Addiction treatment “is still a very much part of what we are, but there's a reason why we sidestep it, and that reason is because of the stigma,” she said. “We're able to move a lot faster, bringing addiction treatment with (the rest of these other services) rather than leading with addiction.”

The business model works, too, because of the Latozas’ partnership. Jeremy Latozas’ business, Specialty Fleet Services, purchases used RVs, renovates and fits them for medical care, and leases them to the Recovery effort.
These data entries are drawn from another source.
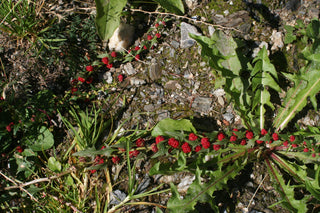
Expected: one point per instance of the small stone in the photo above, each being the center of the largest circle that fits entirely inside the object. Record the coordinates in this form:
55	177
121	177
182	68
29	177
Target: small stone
128	68
137	82
186	41
154	70
202	104
107	77
228	117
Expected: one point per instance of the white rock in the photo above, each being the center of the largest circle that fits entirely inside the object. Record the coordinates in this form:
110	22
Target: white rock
121	38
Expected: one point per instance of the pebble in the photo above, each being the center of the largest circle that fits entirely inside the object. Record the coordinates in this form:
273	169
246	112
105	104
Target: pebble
128	68
186	41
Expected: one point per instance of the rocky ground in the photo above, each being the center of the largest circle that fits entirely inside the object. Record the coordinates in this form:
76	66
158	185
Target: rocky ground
174	81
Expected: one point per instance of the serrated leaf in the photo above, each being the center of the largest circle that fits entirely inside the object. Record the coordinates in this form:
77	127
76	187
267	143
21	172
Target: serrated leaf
43	141
173	6
54	165
171	125
108	17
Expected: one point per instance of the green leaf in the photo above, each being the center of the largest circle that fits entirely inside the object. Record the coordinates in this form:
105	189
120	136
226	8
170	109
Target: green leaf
170	125
43	141
173	6
54	165
306	84
108	17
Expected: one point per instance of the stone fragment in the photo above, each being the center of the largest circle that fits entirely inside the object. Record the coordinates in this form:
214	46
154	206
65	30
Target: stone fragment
154	70
128	68
186	41
122	38
137	82
202	104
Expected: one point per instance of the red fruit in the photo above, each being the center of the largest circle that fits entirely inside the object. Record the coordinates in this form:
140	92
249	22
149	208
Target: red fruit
197	148
275	136
81	79
19	149
249	135
105	60
134	153
120	78
205	143
264	132
173	143
243	142
186	147
89	68
192	137
137	48
233	138
259	141
292	138
89	80
73	90
140	142
115	159
154	147
159	138
216	147
113	54
109	66
221	136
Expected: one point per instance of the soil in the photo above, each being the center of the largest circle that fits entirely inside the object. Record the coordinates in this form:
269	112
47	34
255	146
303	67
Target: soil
187	87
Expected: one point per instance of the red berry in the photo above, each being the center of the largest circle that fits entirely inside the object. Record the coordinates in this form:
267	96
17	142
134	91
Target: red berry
186	147
113	54
105	60
233	138
89	68
197	148
216	147
159	138
120	78
154	147
249	135
192	137
292	138
221	136
259	141
115	159
81	79
205	143
275	136
243	142
264	132
140	142
173	143
137	48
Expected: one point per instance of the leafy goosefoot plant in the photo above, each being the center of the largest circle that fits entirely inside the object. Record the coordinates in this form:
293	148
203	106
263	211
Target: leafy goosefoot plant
227	155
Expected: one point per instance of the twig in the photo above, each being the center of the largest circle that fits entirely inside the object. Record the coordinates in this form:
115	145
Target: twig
256	192
185	17
18	186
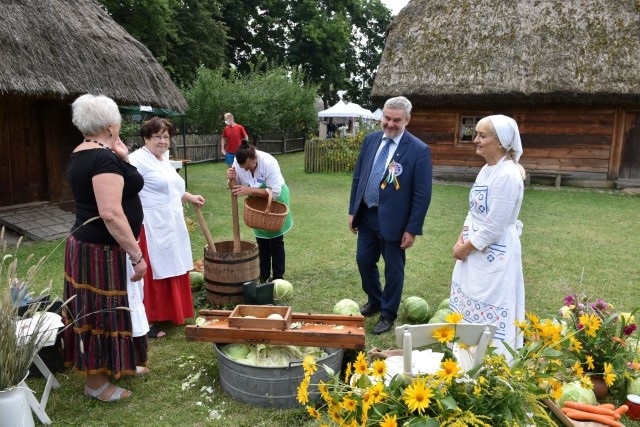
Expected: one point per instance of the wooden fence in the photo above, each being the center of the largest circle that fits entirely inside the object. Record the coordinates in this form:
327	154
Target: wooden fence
206	148
332	155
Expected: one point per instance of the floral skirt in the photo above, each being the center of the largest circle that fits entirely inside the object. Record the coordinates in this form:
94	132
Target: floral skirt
98	338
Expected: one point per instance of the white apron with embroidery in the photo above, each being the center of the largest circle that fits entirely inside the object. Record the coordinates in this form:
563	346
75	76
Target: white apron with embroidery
488	287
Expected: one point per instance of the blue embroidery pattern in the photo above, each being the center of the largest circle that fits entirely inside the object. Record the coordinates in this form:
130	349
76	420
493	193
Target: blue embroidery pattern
475	311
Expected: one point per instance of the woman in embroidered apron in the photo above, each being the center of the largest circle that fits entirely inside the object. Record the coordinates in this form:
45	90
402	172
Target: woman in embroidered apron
487	285
255	171
164	238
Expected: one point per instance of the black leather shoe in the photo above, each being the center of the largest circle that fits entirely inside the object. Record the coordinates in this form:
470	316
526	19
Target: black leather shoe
384	324
369	310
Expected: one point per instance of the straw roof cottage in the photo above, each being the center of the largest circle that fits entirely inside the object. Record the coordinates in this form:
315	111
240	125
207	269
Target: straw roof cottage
53	51
566	70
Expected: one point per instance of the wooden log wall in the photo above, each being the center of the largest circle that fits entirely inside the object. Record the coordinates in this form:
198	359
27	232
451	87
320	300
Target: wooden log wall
562	139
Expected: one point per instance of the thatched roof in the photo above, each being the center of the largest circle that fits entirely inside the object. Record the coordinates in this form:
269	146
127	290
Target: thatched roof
463	52
64	48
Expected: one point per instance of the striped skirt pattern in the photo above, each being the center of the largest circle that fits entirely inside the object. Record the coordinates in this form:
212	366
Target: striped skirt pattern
98	337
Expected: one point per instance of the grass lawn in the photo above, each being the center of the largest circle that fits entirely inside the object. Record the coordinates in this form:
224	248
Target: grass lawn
572	239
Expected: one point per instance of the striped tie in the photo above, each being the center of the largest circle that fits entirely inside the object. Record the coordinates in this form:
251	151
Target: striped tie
371	192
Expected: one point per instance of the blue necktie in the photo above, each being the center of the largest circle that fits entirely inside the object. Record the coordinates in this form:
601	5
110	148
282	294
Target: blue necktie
371	192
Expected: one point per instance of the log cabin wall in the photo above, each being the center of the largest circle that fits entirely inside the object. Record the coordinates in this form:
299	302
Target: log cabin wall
577	141
35	143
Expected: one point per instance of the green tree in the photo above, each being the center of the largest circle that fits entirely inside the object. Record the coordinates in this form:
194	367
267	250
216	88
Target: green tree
273	101
337	43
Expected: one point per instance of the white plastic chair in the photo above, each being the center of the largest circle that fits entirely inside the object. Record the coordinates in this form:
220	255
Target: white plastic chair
470	334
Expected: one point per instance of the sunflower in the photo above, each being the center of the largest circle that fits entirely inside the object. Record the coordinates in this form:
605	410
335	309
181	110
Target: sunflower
454	318
450	370
389	421
417	395
361	367
444	334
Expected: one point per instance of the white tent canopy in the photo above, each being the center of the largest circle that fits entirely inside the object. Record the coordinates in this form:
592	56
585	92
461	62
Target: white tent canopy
346	109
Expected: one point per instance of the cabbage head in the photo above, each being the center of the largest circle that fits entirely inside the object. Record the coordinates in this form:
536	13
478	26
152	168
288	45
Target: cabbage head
282	290
439	316
576	393
346	307
415	309
237	351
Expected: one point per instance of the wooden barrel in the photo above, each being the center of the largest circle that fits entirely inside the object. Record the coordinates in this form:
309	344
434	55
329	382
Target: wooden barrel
225	271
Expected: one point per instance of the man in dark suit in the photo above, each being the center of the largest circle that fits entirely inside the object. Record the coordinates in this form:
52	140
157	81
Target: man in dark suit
390	195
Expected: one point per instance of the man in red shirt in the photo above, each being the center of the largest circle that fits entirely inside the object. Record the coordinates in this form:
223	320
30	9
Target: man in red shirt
232	136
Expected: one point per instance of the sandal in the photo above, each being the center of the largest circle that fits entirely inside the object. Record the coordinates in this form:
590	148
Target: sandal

Specialty and Recovery, in fact, share this Wixom building at the dead end of this quiet, commercial stretch of road.

The partnership, Jordana Latozas said, keeps “costs way down.” 


Today, Latozas oversees 14 staff and a fleet of five mobile medical clinics — three RVs, a Chevy Equinox and a retrofitted ambulance — at 28 sites through five southeast Michigan counties: Wayne, Oakland, Macomb, Monroe and Genesee.

Last year’s budget was about $1.6 million, she said.

Latozas is working out the business model so she can franchise the businesses elsewhere — an effort, she said, that will save other nurse practitioners the sweat and time of figuring out how to make the model work for them.

“I will retire when I have a mobile recovery unit in every Lower 48 (state),” she said, adding with a smile, “a small goal.”